The pan-European STOXX 600 index was down 0.9%, as of 0758 GMT, touching its lowest levels since Sept. 23.
Luxury firms such as LVMH, Kering (EPA:PRTP), Burberry and Hermes, which draw a large part of their revenue from China, fell in the range of 2.6% to 6.3%.
Shares of spirits makers Remy Cointreau and Pernod Ricard (EPA:PERP) dropped 8% and 4%, respectively, as China announced provisional anti-dumping measures on brandy imports from the European Union.
Miners fell the most among European sectors, down 4.4%, as copper and iron ore prices dropped after initial optimism over top consumer China’s stimulus measures faded. [MET/L]
Chinese runaway stocks’ rally began losing steam and Hong Kong shares slumped as officials disappointed markets by providing only a few specific details on plans to bolster the country’s slowing economy.

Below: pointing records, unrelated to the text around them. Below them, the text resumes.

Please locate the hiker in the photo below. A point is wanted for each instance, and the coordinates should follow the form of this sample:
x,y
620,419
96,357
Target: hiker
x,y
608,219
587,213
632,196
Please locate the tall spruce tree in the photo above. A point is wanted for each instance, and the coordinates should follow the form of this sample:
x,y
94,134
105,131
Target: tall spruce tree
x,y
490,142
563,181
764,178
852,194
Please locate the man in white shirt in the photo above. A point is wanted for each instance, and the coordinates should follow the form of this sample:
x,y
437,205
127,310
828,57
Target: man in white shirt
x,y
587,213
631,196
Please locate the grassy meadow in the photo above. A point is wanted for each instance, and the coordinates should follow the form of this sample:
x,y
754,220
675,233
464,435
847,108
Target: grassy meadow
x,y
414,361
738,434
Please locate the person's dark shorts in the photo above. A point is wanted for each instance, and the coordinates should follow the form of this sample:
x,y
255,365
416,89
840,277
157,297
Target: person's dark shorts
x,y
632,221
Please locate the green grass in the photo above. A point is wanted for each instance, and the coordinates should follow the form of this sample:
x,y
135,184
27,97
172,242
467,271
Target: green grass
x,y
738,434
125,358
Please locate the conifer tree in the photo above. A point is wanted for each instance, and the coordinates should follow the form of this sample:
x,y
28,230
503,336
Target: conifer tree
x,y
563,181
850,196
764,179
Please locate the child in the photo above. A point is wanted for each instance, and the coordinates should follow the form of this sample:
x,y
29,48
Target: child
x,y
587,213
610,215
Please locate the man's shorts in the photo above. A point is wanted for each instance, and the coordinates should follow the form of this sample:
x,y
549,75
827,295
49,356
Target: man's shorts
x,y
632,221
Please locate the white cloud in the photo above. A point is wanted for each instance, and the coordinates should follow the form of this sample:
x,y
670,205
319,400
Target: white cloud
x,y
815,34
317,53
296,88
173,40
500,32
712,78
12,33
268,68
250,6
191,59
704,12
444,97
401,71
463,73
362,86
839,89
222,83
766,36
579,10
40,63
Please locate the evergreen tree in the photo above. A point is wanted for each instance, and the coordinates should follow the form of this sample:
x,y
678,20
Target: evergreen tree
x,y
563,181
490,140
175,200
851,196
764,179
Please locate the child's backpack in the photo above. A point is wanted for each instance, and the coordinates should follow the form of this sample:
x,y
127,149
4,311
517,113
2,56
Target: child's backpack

“The measures that were announced were a great starting effort from China, but the market just wants to see more and China haven’t come through with that yet,” said Fiona Cincotta, senior market analyst at City Index.
“So we’ve got that classic China disappointment trade coming through where miners are tracking industrial metals lower. You’ve got the luxury stocks that are coming off.”
Investors were also wary of a wider Middle East conflict.
Oil prices slipped, but hovered close to $80 per barrel as fighting in the region intensified after Iran-backed Hezbollah fired rockets at Israel’s third-largest city, Haifa, and Israel looked poised to expand its offensive into Lebanon. [O/R]
Data showing German industrial production rose by a larger-than-expected 2.9% in August did little to lift market sentiment, with traders focused on a gloomy picture of the euro zone economy.
Traders have almost fully priced in a 25-basis-point rate reduction by the European Central Bank later this month, and see strong chances of another such move in December.
Among single stocks, Vistry plunged about 30% after the British homebuilder cut its fiscal 2024 profit outlook, hurt by increased build costs in one of its divisions.
Imperial Brands (OTC:IMBBY) rose 4.6% after the maker of Winston cigarettes forecast a growth of 20% to 30% in fiscal 2024 next generation products (NGP) revenue and announced shareholder returns of 2.8 billion pounds ($3.66 billion).